Service Discovery Interview: Should You Choose CP or AP? Why?

In cloud‑native and microservice environments, service instances are dynamically deployed and their IP addresses and ports change frequently, making it impossible for clients to know the exact location of a service. To ensure that a client can always find the correct server, a service‑discovery mechanism is introduced.

Why service discovery is needed

Service addresses are not fixed; they may change on each startup.

Services can scale up/down, restart, or be upgraded, causing frequent address changes.

The discovery process typically includes:

Service registration – each service reports its network address to a registration center.

Periodic heartbeat – services send heartbeats to indicate they are alive.

Service deregistration – when a service stops, the center removes it.

Client query – callers fetch the list of available addresses from the center.

Load balancing – the client selects an instance from the list.

CAP theorem recap

CAP (Consistency, Availability, Partition tolerance) states that a distributed system cannot simultaneously guarantee all three properties. Eric Brewer proposed the conjecture in 1998; Gilbert and Lynch proved it in 2002.

C – all nodes see the same data.

A – every request receives a response.

P – the system continues to operate despite network partitions.

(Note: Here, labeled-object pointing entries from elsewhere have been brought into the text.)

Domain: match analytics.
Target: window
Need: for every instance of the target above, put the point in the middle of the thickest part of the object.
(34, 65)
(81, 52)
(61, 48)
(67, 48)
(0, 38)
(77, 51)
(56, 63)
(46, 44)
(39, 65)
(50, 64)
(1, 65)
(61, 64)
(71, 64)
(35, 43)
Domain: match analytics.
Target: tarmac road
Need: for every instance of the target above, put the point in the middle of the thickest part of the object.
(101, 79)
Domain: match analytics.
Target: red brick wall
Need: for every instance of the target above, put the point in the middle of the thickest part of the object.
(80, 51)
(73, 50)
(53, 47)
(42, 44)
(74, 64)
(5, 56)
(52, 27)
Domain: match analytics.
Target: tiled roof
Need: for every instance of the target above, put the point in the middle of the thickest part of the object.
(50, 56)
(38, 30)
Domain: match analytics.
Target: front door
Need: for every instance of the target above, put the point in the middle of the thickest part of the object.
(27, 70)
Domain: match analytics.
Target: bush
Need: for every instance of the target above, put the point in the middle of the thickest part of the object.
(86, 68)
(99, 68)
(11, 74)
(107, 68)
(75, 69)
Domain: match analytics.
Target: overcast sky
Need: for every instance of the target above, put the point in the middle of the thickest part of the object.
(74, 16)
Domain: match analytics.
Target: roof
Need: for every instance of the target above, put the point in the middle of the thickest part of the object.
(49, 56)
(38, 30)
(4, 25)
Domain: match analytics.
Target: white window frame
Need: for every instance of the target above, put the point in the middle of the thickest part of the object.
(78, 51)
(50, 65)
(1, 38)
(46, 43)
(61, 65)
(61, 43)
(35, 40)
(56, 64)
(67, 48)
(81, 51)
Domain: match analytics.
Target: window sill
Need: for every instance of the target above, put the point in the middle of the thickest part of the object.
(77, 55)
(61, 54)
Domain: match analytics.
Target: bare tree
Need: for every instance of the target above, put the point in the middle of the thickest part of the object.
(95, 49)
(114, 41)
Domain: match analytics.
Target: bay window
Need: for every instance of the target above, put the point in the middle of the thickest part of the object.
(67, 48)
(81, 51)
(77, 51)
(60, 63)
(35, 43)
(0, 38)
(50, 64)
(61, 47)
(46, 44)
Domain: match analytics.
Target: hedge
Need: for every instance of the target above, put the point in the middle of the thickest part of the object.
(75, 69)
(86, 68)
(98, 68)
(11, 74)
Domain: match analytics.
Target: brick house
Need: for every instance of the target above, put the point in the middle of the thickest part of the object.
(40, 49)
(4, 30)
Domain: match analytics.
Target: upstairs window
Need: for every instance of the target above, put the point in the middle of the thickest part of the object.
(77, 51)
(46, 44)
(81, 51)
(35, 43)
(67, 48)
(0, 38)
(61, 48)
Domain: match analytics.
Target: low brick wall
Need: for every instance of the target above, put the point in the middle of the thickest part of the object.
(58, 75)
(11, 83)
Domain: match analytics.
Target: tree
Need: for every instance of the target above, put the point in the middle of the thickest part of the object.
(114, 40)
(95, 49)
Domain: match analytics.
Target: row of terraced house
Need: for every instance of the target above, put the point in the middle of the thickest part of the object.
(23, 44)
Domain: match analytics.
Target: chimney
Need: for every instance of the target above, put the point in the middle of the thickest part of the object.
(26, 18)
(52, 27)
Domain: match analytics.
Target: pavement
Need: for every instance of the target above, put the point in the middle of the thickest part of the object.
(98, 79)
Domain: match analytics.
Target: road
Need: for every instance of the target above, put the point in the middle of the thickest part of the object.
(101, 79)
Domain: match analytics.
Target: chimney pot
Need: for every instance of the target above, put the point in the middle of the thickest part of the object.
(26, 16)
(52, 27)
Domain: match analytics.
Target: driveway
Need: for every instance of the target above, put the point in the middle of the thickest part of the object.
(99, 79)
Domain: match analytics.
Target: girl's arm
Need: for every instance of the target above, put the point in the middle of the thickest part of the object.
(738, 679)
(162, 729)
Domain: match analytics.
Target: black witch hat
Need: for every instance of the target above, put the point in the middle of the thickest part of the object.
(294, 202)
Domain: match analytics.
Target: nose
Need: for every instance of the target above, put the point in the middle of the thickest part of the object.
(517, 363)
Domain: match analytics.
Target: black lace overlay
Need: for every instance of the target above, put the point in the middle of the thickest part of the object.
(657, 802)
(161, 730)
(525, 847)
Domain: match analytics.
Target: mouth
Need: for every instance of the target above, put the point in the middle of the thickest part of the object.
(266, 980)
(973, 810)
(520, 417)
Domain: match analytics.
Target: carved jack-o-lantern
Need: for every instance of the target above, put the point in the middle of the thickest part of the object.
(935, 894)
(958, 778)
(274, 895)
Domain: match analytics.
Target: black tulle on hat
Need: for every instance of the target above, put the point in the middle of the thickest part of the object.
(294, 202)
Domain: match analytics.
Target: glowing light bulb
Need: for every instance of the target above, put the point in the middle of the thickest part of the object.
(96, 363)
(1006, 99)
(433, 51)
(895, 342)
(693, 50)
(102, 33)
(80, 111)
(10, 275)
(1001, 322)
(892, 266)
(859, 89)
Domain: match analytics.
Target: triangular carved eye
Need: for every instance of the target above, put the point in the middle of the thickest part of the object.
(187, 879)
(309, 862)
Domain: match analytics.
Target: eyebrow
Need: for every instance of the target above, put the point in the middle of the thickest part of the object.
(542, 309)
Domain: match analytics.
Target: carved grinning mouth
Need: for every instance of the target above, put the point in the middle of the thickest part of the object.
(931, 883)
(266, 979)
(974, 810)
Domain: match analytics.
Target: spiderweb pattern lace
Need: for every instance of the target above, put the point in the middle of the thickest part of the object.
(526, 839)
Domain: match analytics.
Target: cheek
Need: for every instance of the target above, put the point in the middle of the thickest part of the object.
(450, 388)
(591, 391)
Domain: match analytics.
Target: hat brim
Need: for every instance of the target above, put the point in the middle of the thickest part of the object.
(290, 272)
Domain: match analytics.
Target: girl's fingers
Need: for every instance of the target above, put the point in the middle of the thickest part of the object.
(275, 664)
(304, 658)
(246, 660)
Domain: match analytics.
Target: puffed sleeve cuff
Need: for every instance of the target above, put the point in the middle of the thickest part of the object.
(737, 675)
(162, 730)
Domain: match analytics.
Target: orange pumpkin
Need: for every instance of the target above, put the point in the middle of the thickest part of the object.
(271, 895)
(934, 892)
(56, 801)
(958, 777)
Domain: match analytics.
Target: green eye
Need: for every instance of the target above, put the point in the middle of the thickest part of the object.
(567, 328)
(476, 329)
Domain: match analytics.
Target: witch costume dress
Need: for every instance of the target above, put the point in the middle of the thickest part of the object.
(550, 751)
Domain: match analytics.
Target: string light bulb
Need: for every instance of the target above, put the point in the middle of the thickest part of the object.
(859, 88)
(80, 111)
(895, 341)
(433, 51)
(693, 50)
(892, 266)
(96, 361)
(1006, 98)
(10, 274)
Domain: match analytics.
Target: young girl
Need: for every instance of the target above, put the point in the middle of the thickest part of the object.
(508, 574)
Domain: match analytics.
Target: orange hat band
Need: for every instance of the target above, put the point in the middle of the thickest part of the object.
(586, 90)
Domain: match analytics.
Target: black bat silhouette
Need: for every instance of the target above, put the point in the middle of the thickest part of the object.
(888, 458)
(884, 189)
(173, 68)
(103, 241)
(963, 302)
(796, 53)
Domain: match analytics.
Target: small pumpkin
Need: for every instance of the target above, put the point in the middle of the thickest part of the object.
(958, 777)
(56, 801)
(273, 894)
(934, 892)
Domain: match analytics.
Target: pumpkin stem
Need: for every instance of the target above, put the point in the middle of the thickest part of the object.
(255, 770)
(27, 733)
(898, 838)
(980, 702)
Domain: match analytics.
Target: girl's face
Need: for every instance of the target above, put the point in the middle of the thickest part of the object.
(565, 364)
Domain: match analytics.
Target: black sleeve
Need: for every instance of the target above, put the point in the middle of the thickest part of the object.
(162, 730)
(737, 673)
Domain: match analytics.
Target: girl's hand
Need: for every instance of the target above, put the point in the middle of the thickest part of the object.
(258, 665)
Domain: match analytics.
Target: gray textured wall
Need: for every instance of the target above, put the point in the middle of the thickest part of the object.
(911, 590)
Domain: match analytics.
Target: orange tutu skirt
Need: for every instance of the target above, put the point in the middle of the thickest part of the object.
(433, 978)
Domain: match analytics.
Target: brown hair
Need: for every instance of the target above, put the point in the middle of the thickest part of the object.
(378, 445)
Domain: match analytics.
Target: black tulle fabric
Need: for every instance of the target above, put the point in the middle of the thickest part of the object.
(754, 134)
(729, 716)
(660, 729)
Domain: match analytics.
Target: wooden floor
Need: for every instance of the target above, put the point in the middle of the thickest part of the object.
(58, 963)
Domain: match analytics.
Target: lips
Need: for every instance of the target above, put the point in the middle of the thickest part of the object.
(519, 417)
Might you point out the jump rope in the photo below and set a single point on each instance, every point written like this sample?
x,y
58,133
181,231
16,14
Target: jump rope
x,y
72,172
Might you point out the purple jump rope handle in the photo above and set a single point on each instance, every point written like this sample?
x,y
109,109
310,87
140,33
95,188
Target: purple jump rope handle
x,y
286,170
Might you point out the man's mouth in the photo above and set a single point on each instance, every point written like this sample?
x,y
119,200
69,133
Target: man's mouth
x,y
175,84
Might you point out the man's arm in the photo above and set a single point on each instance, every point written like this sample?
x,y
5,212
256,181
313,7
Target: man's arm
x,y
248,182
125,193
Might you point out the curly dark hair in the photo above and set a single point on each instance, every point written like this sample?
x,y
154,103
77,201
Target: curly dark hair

Only two of the three can be achieved at the same time.

CAP combinations

CA (ignore P) – unrealistic because networks always experience partitions.

CP (ignore A) – favors strong consistency; used in banking or databases.

AP (ignore C) – favors availability; common in social platforms and ticketing systems.

ZooKeeper‑based service discovery (CP)

ZooKeeper stores service metadata in a znode hierarchy, e.g., /dubbo/com.foo.BarService with providers and consumers sub‑nodes. Providers create temporary nodes under providers so that a crash automatically removes the node. Consumers create temporary nodes under consumers and watch the providers directory for changes. When a provider goes online or offline, ZooKeeper notifies all watchers.

Problems:

Strong consistency forces every write to be replicated to all ZooKeeper nodes, leading to high CPU usage and possible crashes under heavy load.

During a network partition, a minority of ZooKeeper nodes cannot serve discovery requests, breaking the service.

Eureka‑based service discovery (AP)

Eureka‑Client registers itself with an Eureka‑Server and sends a heartbeat every 30 seconds. The server synchronizes registration and heartbeat information to other Eureka servers to keep data consistent. Clients pull the full list of instances from the server.

Problems:

Clients receive all service addresses, even those they do not need, wasting memory.

Clients poll the server periodically, causing stale data and unnecessary traffic.

Each Eureka node stores the entire dataset, leading to memory pressure and limited scalability.

Nacos – hybrid AP/CP

Nacos can operate in AP mode (default) using the Distro protocol when a client registers with ephemeral=true, or switch to CP mode with Raft when ephemeral=false. This allows both consistency‑focused and availability‑focused services to coexist in the same cluster.

Improvements over Eureka include batch data synchronization, on‑demand push (actually client‑pull every 30 seconds), and a dual‑cluster architecture separating session handling from data aggregation, which reduces memory usage and improves scalability.

Interview takeaway

In service‑discovery scenarios, availability (A) is usually more important than strict consistency (C) because having some information—even if slightly stale—is better than having none. Therefore, interviewers often expect the AP choice, with the caveat that retry mechanisms and load balancing mitigate occasional stale or wrong addresses.